Speaker
Description
In modern machine learning applications, data matrices are always assumed to admit the signal-plus-noise structure. Typically, we assume that the spectra of signal and noise matrices are well-separated and that noise subspaces only produce a marginal influence. While these assumptions are readily verified for dense matrices via classical random matrix theory, real-world data is often sparse, posing significant theoretical challenges. We investigate the spectral properties of a matrix $X \in \mathbb{R}^{n \times m}$ with i.i.d. $\text{Bernoulli}(p)$ entries. Previous literature proved that when $np \gg \log(n)$, the singular values of $X$ almost surely remain within the compact support of the Marčenko-Pastur (MP) distribution. However, we identify a critical sparsity regime $p = b \log(n) / \sqrt{mn}$ where this classical result fails. We provide a quantitative characterization of the emergence of outlier singular values.
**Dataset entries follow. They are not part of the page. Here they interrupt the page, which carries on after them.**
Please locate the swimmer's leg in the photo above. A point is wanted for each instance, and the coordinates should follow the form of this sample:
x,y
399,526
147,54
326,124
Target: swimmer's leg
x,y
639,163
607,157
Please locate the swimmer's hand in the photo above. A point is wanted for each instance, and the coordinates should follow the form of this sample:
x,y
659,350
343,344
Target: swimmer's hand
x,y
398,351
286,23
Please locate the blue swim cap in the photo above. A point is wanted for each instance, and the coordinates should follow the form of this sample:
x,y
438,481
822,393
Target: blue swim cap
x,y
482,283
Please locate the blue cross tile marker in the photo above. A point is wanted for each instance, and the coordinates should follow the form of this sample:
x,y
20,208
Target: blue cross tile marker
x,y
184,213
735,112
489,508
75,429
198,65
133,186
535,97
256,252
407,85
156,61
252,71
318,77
For explicit thresholds $b_*$ and $b^*$ as functions of the aspect ratio $\gamma = n/m \ge 1$, we prove a three-phase transition: (1) for $b > b_*$, no outliers exist; (2) for $b^* < b < b_*$, outliers emerge only beyond the right edge of the MP law; and (3) for $b < b^*$, outliers appear on both sides of the bulk, all with high probability. The locations of those outliers are precisely determined by the largest and smallest degree vertices of the underlying random graph. Besides, behavior of singular vectors corresponding to bulk and edge singular values can be characterized precisely. Our approach follows the framework established by Alt, Ducatez, and Knowles (2021), which can be extended to sparse matrices with general bounded entries.